La rue devant l’usine
fut bientôt surnommée
« Oni‐Tabi Dōri (鬼タビ通り) ».
Au plus fort de son activité,
l’entreprise ouvrit une succursale
à Osaka (大阪)
et employait environ 300 personnes.
Derrière cette réussite, Sōichi diversifia
les activités de l’entreprise,
mais le pays
se dirigeait vers la guerre.

n’apparaissait-il pas ainsi vu des trains ?

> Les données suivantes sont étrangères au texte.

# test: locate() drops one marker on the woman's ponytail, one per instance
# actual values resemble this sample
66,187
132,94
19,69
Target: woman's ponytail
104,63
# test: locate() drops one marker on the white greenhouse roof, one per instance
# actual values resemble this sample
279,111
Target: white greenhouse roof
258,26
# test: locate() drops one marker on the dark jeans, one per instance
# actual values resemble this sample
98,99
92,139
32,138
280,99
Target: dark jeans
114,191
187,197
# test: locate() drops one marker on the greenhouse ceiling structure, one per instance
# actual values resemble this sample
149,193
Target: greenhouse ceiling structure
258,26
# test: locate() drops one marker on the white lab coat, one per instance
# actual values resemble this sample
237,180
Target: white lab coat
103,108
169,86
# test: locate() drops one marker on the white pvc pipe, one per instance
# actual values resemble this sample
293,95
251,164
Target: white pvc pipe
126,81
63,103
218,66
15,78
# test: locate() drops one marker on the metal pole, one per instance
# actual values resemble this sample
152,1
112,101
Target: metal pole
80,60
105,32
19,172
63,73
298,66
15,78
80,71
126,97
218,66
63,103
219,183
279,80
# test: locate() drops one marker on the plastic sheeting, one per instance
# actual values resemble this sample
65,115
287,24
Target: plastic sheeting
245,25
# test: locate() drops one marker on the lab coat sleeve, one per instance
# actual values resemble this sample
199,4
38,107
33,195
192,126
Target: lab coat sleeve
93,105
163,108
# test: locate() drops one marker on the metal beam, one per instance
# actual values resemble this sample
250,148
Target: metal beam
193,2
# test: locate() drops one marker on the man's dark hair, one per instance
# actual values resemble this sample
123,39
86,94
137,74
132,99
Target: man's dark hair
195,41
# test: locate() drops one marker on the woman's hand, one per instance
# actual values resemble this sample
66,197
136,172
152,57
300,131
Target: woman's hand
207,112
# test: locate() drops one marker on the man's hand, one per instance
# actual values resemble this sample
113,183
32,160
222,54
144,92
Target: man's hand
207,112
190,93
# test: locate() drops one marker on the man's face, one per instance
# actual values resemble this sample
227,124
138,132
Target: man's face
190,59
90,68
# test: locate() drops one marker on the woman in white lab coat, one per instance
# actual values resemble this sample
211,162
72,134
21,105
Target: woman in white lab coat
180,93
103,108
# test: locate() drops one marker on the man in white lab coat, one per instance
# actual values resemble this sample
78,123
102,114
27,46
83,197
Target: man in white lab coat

Le bruit de la guerre et la fin de l’entreprise
Avec l’intensification du conflit
et la pénurie de matières premières,
la production d’Oni‐Tabi Kōgyō déclina
et les installations
se réduisirent progressivement.
Le 15 avril 1945 (Shōwa 20),
lors du grand bombardement aérien
du sud de la région,
l’usine d’Ōmori fut détruite,
et la marque « Oni‐Tabi »
vit tragiquement son histoire
s’achever.
Reconstruction d’après-guerre et dissolution
En 1948 (Shōwa 23),
un ancien employé nommé
Akinyoshi Hashimoto (橋本明吉)
relança une activité
sous le nom de Oni‐Tabi Co.
à Nihonbashi‐Yokoyamachō (日本橋横山町),
se reconvertissant
de la production d’Oni‐Tabi
vers celle de chaussettes.
Cette entreprise perdura
jusqu’aux années 1970 (Shōwa 45).
Elle fut contrainte de cesser ses activités
face à la concurrence croissante
et aux changements du marché.
Réflexion sur la reprise entreprise
par Akinyoshi Hashimoto
Créer une société en 1948 (Shōwa 23)
à Nihonbashi, cœur commercial du pays,
fut très difficile
dans le contexte d’après-guerre,
pour relancer l’activité.
Si Hashimoto avait été cadre
ou disposé d’un accès
aux actifs de l’ancienne maison mère —
par exemple les fonctions de siège social
ou le produit de la vente des anciens terrains —
il aurait pu mobiliser
ces ressources pour relancer l’activité.
Il est aussi plausible
que les installations de production
et le réseau de distribution restant à Fukude,
ainsi que les anciens actifs
et relations,
aient constitué
une base essentielle
permettant sa reconstruction.
Ce raisonnement demeure spéculatif
mais donne une piste plausible
pour expliquer la reconstitution
de l’activité.
Les traces et la mémoire dans la ville
Après la guerre,
les terrains de l’ancienne usine
furent annexés
à l’école collégiale voisine,
Ōmori Daihachi Junior High School.
(大森第八中学校)
De plus,
l’avenue qui va de la gare JR Ōmori
vers Kamata,
aujourd’hui nommée
« Tōhō Idai Dōri (東邦医大通り) »,
est encore appelée
par les habitants « Oni‐Tabi Dōri ».
Je n’ai pas connu personnellement
l’époque où Oni‐Tabi était en activité,
mais au fil des recherches
j’ai ressenti
l’empreinte durable
que la famille Terada
a laissée dans cette ville
et la mémoire vive
qu’en gardent les habitants.
Conclusion
L’histoire d’Oni‐Tabi Kōgyō
à Tokyo ressemble à un film :
un sommet de réussite
suivi d’une destruction brutale
par les événements de son temps.
Le fait qu’une entreprise
ayant atteint une telle apogée
ait existé autrefois
à Ota‐City (Ota‐Ward, Tokyo)
rappelle d’autres récits locaux
que j’ai déjà partagés,
comme celui de Niitaka Seika (新高製菓).
La similarité entre des entreprises
ayant prospéré en dehors de Tokyo
puis implanté des usines
à Ōmori (actuel Ōmori Nishi)
est frappante.
Otapedia souhaite enregistrer
et préserver la mémoire
d’Oni‐Tabi Kōgyō
et de Junpei Terada (寺田淳平)
dans ses archives.

near Ōmori;
the building no longer stands
but the site is now part
of Ōmori Daihachi Junior High School.
Invitation à participer
Avez-vous dans votre ville
des entreprises ou des lieux autrefois célèbres
et aujourd’hui disparus ?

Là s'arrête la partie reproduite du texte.